The Hidden Driver Behind China Tech's Selloff — When "AI Future" Collides With "Show Me the Profits
$Goldman Sachs(GS)$ maintains its overweight rating on A-shares and downgrades its rating on Hong Kong stocks to neutral.
[Key Takeaway]
China tech stocks have fallen from early-year highs to near lows. On the surface, it's a pile-up of negative headlines. But beneath lies a clear throughline: Traditional tech giants are trading short-term profits for long-term AI positioning, while the market only wants to pay for "profits today." This temporal mismatch, compounded by HK liquidity being siphoned into pure-play AI names, is reshaping the entire valuation framework for China tech.
1. The Root of Valuation Collapse: A "Temporal Mismatch" Standoff
Traditional tech giants ( $TENCENT(00700)$ , $Alibaba(BABA)$ $BABA-W(09988)$ , $Baidu(BIDU)$ $BIDU-SW(09888)$ ) are making a tough strategic choice: sacrifice near-term margins to ramp up AI infrastructure spending.
But what does the market want right now? Near-term earnings certainty. When Bloomberg forecasts profit growth dropping to single digits for these names, the valuation logic that previously supported them — "high cash flow + stable buybacks" — instantly crumbles. Investors suddenly realize these former "cash cows" are becoming "capex black holes," and the appeal of value-style investing fades.

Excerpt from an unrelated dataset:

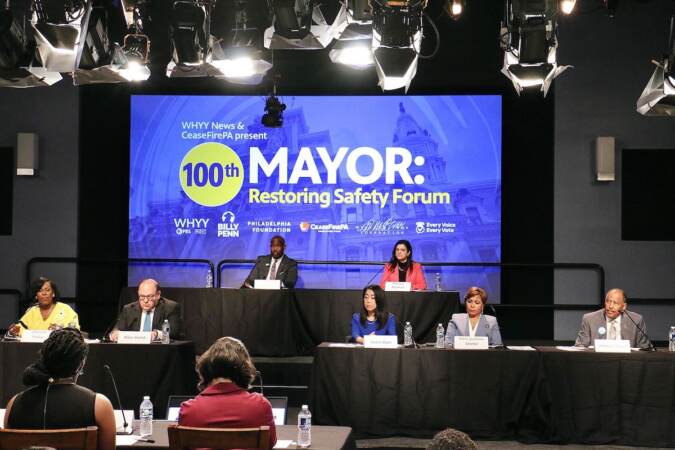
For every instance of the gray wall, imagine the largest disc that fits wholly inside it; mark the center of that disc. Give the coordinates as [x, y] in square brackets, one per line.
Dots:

This isn't fundamental deterioration. It's a valuation model switch — from "dividend discount" to "growth discount" — and the market hasn't yet agreed on the new anchor.
2. Liquidity Siphon: Pure-Play AI Names Are Draining Traditional Tech
Hong Kong's market is witnessing a brutal liquidity redistribution.
Newly listed pure-play AI targets (no legacy baggage, clean narrative) have become the new darlings. Investors simply bet on the "AI future" without having to digest concerns about legacy businesses or calculate the profit erosion from massive capex. Traditional tech giants, by contrast, carry too much cognitive load — defend the old business AND bet on the new story.
The result: capital naturally migrates toward "simpler stories," while tech giants are redeemed like "deposits" — casualties of liquidity outflows.
3. Sentiment Shock: The February "Tax Hike" Butterfly Effect
The February tax hike rumor added an extra panic shock. Though later proven to be a market misreading of telecom tax adjustments — unrelated to internet companies' core operations — in fragile market sentiment, any negative headline gets amplified. This again confirms: current price pressure is largely disconnected from fundamentals; it's driven by sentiment, narrative, and capital flows.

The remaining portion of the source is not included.